MAKES: 2 CUPS
TIME: LESS THAN 10 MINUTES
My quest for the perfect “pickled” red onion has ended: paper-thin sliced red onions are briskly massaged with a splash of lime juice, salt, and a pinch of sugar. If raw onions are a little too much for you, you’ll adore these juicy, tangy, shockingly pink onions on salads. This recipe makes a big batch that lasts for a week in the fridge, but feel free to cut the recipe in half for just enough onions for a few salads.
2 pounds red onions
¼ cup freshly squeezed lime juice
1 teaspoon kosher salt
½ teaspoon organic granulated sugar
1 Slice off the top ½ inch of each onion (the part with the papery stem). Peel and then use a mandoline or a chef’s knife to slice the onions into paper-thin shreds.

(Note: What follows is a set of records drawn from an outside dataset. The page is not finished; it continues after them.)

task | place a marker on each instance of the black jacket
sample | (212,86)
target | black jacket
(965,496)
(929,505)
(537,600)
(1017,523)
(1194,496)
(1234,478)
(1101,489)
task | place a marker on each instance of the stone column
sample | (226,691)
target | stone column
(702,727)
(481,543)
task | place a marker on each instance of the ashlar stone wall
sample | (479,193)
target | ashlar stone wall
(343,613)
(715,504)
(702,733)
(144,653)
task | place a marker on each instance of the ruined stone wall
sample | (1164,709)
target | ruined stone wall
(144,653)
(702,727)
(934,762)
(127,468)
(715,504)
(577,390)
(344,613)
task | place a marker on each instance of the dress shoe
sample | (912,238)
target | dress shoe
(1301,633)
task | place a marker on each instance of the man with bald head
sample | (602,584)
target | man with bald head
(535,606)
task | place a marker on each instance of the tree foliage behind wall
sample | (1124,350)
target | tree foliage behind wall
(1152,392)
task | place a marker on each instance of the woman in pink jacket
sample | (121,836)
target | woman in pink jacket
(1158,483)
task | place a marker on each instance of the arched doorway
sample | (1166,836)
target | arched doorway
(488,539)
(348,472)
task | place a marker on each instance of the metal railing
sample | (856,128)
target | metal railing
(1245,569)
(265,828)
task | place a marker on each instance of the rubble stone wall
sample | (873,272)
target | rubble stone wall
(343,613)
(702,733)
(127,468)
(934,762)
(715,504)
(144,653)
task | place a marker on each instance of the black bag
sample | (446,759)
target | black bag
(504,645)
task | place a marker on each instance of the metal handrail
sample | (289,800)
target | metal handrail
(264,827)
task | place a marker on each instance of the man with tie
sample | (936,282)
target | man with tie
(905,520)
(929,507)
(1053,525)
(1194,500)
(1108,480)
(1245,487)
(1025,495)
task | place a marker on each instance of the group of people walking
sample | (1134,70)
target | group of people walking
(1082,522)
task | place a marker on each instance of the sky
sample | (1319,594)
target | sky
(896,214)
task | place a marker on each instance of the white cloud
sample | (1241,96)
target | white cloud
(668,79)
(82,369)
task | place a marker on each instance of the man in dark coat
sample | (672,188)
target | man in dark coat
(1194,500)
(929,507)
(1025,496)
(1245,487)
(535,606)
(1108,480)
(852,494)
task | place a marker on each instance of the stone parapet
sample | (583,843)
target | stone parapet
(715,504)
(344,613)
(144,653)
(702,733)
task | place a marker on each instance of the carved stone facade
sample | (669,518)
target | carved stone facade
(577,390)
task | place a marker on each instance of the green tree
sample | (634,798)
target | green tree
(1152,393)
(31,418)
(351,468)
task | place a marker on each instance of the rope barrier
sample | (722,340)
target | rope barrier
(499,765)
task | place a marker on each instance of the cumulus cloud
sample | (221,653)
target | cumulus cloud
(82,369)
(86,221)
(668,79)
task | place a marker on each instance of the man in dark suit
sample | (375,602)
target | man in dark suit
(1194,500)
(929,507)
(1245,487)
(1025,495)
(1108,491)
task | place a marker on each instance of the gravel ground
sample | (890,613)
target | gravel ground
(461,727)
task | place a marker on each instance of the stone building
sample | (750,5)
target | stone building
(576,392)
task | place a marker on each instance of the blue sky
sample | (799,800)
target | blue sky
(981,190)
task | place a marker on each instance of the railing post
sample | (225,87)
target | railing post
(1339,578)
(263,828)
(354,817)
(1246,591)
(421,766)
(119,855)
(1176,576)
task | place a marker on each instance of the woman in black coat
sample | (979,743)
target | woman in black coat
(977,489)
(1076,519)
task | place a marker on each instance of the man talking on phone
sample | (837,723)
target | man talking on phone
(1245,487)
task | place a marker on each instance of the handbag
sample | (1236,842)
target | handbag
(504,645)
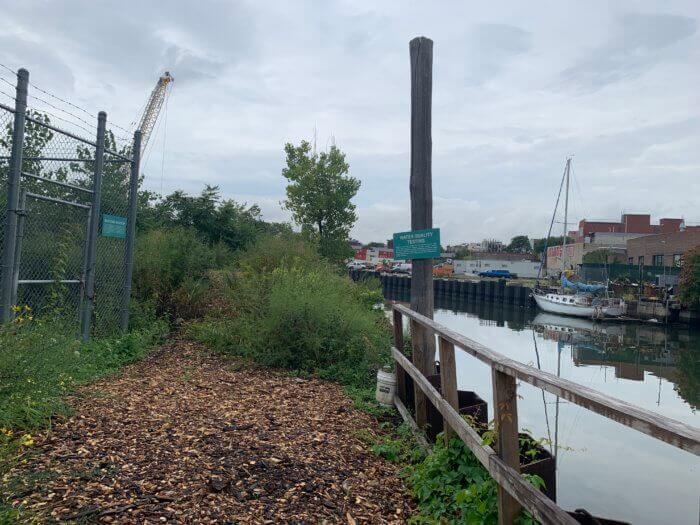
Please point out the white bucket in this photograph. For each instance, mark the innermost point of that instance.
(386, 387)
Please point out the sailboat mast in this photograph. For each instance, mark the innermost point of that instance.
(566, 212)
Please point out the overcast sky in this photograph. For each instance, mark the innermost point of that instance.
(518, 86)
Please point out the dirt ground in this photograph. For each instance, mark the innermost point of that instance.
(188, 437)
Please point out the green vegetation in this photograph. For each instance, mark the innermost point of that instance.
(689, 282)
(519, 244)
(319, 194)
(40, 365)
(282, 306)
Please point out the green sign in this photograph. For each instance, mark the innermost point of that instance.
(113, 226)
(418, 244)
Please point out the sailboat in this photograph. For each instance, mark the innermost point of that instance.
(572, 297)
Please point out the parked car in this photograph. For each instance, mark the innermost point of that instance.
(500, 274)
(403, 268)
(356, 265)
(443, 270)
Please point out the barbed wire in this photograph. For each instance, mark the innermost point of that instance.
(69, 103)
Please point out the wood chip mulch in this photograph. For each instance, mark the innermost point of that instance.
(185, 437)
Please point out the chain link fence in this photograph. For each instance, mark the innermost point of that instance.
(68, 236)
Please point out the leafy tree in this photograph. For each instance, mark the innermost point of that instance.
(217, 220)
(319, 196)
(689, 281)
(519, 244)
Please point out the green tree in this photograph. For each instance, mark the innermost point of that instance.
(519, 244)
(319, 196)
(217, 220)
(689, 281)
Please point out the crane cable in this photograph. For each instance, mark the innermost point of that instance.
(165, 138)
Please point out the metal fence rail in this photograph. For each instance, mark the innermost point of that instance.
(503, 463)
(57, 189)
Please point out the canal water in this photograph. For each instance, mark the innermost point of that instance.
(602, 466)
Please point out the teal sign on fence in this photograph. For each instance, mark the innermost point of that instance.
(418, 244)
(113, 226)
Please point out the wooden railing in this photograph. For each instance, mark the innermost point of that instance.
(503, 464)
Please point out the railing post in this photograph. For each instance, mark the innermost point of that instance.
(448, 380)
(13, 189)
(20, 239)
(131, 231)
(418, 357)
(506, 421)
(94, 226)
(398, 344)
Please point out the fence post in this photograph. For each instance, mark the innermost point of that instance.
(20, 238)
(506, 421)
(94, 226)
(398, 344)
(448, 381)
(131, 231)
(13, 189)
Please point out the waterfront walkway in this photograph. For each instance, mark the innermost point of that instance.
(187, 436)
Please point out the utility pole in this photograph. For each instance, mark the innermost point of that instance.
(422, 300)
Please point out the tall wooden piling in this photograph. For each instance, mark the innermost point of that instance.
(422, 294)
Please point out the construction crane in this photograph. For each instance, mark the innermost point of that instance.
(152, 109)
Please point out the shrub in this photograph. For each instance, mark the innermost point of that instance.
(172, 269)
(284, 307)
(315, 322)
(451, 486)
(689, 281)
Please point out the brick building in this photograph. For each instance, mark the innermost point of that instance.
(629, 223)
(664, 249)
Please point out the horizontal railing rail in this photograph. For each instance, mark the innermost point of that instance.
(503, 464)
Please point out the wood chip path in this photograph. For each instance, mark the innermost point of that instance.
(184, 437)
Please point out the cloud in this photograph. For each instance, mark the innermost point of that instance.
(638, 41)
(516, 89)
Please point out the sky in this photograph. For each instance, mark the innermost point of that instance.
(517, 87)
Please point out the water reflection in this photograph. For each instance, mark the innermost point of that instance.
(607, 468)
(669, 353)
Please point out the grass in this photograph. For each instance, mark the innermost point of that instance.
(39, 366)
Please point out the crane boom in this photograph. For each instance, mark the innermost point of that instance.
(150, 113)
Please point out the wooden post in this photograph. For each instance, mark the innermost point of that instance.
(506, 421)
(398, 344)
(423, 341)
(448, 380)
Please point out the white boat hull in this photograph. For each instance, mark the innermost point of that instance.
(574, 306)
(564, 309)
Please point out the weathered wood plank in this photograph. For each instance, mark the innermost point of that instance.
(532, 499)
(681, 435)
(418, 358)
(505, 406)
(540, 506)
(422, 300)
(398, 343)
(466, 433)
(448, 380)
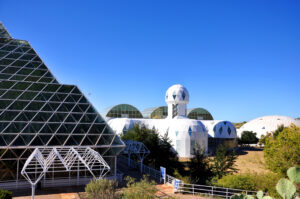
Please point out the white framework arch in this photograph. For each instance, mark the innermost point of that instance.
(62, 159)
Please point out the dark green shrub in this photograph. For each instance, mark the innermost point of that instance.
(251, 181)
(5, 194)
(102, 189)
(143, 189)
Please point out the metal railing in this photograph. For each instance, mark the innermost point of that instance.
(186, 188)
(196, 189)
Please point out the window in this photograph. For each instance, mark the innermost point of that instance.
(192, 147)
(178, 146)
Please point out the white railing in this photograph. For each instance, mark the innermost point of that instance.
(211, 190)
(185, 188)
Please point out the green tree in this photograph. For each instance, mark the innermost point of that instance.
(143, 189)
(224, 162)
(248, 137)
(161, 153)
(102, 189)
(283, 151)
(200, 169)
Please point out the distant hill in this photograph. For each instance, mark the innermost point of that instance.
(238, 125)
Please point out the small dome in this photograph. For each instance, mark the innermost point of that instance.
(177, 94)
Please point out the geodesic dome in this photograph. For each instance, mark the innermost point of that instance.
(177, 94)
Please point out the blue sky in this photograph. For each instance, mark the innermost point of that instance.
(238, 59)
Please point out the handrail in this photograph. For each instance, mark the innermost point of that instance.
(186, 187)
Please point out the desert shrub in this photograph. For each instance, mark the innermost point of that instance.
(224, 161)
(160, 147)
(251, 181)
(102, 189)
(144, 189)
(283, 150)
(5, 194)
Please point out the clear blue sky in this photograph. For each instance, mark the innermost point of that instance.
(238, 59)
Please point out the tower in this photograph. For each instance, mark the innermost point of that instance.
(177, 97)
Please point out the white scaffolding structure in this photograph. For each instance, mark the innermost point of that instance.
(63, 159)
(137, 148)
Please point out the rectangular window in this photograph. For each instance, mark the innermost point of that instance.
(192, 147)
(178, 145)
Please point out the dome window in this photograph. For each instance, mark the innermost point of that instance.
(124, 130)
(229, 131)
(183, 95)
(190, 131)
(174, 95)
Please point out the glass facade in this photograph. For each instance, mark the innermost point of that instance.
(37, 111)
(123, 110)
(199, 114)
(160, 112)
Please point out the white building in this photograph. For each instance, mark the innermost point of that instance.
(183, 132)
(267, 124)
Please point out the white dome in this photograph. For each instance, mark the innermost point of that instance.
(183, 133)
(265, 124)
(177, 94)
(220, 129)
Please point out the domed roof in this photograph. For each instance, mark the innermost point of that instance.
(220, 128)
(265, 124)
(177, 94)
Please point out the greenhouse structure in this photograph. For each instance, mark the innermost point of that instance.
(39, 114)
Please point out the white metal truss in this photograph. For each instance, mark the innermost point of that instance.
(136, 148)
(63, 159)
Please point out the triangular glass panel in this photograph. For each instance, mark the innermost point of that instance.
(54, 142)
(19, 142)
(45, 138)
(27, 138)
(46, 129)
(21, 117)
(62, 129)
(2, 142)
(8, 138)
(76, 91)
(62, 138)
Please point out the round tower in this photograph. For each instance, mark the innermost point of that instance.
(177, 97)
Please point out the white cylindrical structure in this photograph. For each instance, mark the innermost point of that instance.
(177, 97)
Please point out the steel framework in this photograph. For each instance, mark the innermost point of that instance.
(136, 148)
(61, 160)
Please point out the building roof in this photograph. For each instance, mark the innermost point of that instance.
(199, 114)
(122, 111)
(159, 112)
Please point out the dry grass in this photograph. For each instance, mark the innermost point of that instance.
(252, 161)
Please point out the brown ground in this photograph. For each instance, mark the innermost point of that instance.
(251, 161)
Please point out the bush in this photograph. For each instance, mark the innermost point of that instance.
(5, 194)
(283, 150)
(102, 189)
(143, 189)
(251, 181)
(224, 162)
(160, 147)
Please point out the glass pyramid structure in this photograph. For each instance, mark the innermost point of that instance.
(37, 111)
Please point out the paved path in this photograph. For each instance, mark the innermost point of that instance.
(52, 196)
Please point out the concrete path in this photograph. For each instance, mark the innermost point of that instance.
(52, 196)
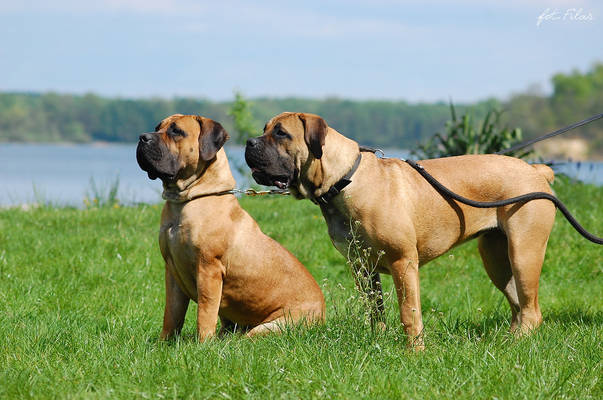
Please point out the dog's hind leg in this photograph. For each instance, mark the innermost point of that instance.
(405, 274)
(494, 251)
(528, 228)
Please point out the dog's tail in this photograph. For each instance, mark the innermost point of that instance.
(545, 171)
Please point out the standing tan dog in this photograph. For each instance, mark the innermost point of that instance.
(214, 252)
(403, 216)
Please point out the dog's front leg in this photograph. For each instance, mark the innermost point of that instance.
(375, 299)
(405, 273)
(176, 304)
(209, 295)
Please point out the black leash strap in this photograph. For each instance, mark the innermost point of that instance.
(523, 198)
(550, 135)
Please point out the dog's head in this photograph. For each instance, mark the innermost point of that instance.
(181, 146)
(282, 155)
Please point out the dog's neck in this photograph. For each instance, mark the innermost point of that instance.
(214, 177)
(339, 155)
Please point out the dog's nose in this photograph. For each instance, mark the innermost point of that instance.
(252, 142)
(146, 137)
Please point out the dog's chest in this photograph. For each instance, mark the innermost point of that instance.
(180, 256)
(339, 228)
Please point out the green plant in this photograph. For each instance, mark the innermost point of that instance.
(463, 136)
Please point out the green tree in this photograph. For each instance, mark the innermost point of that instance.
(463, 136)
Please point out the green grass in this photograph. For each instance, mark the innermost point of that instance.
(81, 303)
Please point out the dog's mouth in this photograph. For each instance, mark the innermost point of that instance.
(263, 178)
(147, 158)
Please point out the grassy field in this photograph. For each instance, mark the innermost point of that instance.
(81, 303)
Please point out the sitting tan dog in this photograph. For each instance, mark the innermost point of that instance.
(214, 252)
(402, 216)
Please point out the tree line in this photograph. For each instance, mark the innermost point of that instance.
(53, 117)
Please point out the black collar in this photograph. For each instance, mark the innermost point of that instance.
(325, 198)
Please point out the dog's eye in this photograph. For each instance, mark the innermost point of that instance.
(281, 133)
(175, 132)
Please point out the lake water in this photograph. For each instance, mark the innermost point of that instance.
(63, 174)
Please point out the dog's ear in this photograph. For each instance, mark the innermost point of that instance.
(211, 138)
(315, 130)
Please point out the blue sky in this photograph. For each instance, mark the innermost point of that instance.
(383, 49)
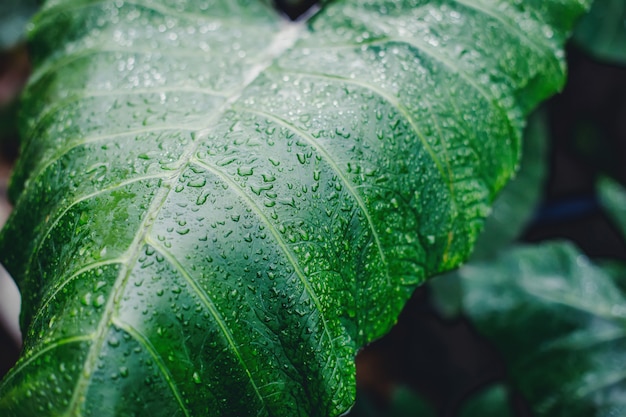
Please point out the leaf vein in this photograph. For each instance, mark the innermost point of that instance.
(145, 342)
(279, 240)
(209, 304)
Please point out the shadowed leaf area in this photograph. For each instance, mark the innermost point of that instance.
(215, 207)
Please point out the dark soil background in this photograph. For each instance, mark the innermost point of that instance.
(445, 360)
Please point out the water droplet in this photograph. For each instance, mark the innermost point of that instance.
(245, 171)
(196, 378)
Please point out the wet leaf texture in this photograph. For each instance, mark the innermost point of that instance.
(215, 208)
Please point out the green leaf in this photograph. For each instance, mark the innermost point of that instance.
(404, 402)
(511, 212)
(216, 208)
(14, 14)
(602, 32)
(560, 323)
(516, 204)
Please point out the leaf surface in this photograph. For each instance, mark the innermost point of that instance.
(216, 208)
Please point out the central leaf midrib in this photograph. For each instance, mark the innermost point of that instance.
(283, 40)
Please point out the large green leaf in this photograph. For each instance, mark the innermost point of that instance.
(560, 323)
(216, 208)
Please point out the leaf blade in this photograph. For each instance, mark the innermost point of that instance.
(264, 221)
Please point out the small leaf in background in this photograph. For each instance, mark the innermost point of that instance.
(560, 323)
(602, 32)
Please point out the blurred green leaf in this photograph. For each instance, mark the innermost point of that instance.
(613, 199)
(560, 323)
(491, 401)
(602, 32)
(14, 14)
(405, 403)
(515, 205)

2 In a big mixing bowl, combine the onions, lime juice, salt, and sugar. Use your fingers to massage the onions until tender and bright pink, about 3 minutes. Seal in a tightly covered container and chill until ready to use. Store chilled and consume within 7 days for best flavor.
One big onion about the size of a grapefruit is roughly a pound; two big onions should be perfect for this recipe. Big onions are easy to slice on a mandoline, a great (but optional) tool for creating wispy onion strands and feathery shredded cabbage too!